Но хоть я и говорил так, будто мне на все наплевать, у меня было очень неспокойно на душе. Говорят, кто грозится наложить на себя руки, никогда этого не сделает, но она была не похожа на других. По правде сказать, она была сумасшедшая. Она была способна на все. Могла пустить себе пулю в лоб в саду под нашими окнами. Могла наглотаться яду и оставить какое–нибудь ужасное письмо. Могла обвинить меня в чем угодно. Понимаете, дело было не только во мне, я должен был и об отце подумать. Если я оказался бы в чем–нибудь замешан, это причинило бы ему огромный вред, особенно тогда, перед выборами. А он не из тех, кто прощает, если ты сваляешь дурака. Даром это тебе не пройдет. Поверьте мне, я в ту ночь почти не сомкнул глаз. Я места себе не находил. Я бы разозлился, если бы увидел утром, что она болтается на улице возле конторы, но в каком–то смысле у меня отлегло бы от сердца. Ее там не было. И письма мне тоже не было. Меня все сильнее разбирал страх, и я с трудом удерживался, чтобы не позвонить ей и выяснить, все ли в порядке. Когда принесли вечернюю газету, я так и кинулся за ней. Пат Хадсон был известной фигурой, и если бы с ней что–нибудь случилось, об этом напечатали бы во всех газетах. Но нет, ни одной строчки. В тот день я ничего о ней не узнал, она не показывалась, не звонила, не писала; то же самое — и на второй день, и на третий. Я уже начал думать, что все обошлось и я наконец от нее избавился. Решил, что она хотела поймать меня на пушку. Господи, как я был счастлив. Но я получил хороший урок. Я решил, что в дальнейшем буду сама осторожность. Никаких пожилых женщин. Я весь издергался, у меня нервы стали никуда. Вы не представляете, какое я испытывал облегчение. Я не хочу изображать себя лучше, чем я есть, но, право, я все же чувствую, что пристойно, что нет, а эта женщина переходила все границы. Вам это покажется глупым, но иногда она просто пугала меня. Я не прочь позабавиться, но, черт побери, я не хочу вести себя по–скотски.

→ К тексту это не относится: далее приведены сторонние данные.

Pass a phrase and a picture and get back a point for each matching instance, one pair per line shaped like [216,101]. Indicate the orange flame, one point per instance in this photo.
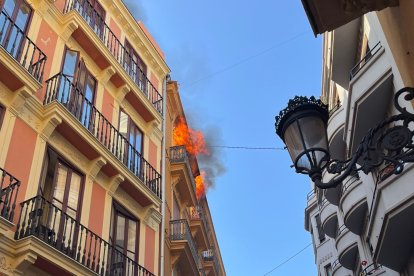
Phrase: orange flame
[200,185]
[192,139]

Доктор Сондерс слушал молча. Он прекрасно понимал, что Фред имел в виду. Беспечный и пылкий, он с бессердечием юности где мог срывал цветы удовольствия, но юность не только бессердечна, она и чиста, и разнузданная страсть опытной женщины оскорбляла его естественные чувства.
— А затем, дней десять спустя, я получил от нее письмо. Адрес был напечатан на машинке, не то я бы не вскрыл конверт. Но звучало оно вполне разумно. «Дорогой Фред», — начиналось оно. Она писала, как ей стыдно за все ужасные сцены, которые она устраивала мне, она думает, что просто была тогда не в себе, но теперь она успокоилась и больше не будет мне докучать. Она писала — дело в ее нервах, она отнеслась ко мне слишком всерьез. Теперь все в порядке, и она не таит против меня зла. Писала, что я не должен винить во всем только ее, в какой–то мере я сам виноват, зачем я так немыслимо красив. Затем писала, что уезжает завтра в Новую Зеландию и пробудет там месяца три. Она заставила доктора сказать, что ей необходима полная перемена обстановки. И добавляла, что Пат отправляется на эту ночь в Ньюкасл, так не зайду ли я к ней на несколько минут попрощаться. Она дает честное слово, что не будет назойливой, со всем этим покончено, все осталось позади, но до Пата дошли кое–какие слухи, ничего важного, однако же лучше, если мы с ней будем говорить одно и то же, если он вдруг случайно станет меня о чем–нибудь расспрашивать. Она надеется, что я приду; конечно, для меня это не так уж важно, я в полной безопасности, но она может оказаться в довольно затруднительном положении, и ей, понятно, не хотелось бы попасть в беду, если можно этого избежать.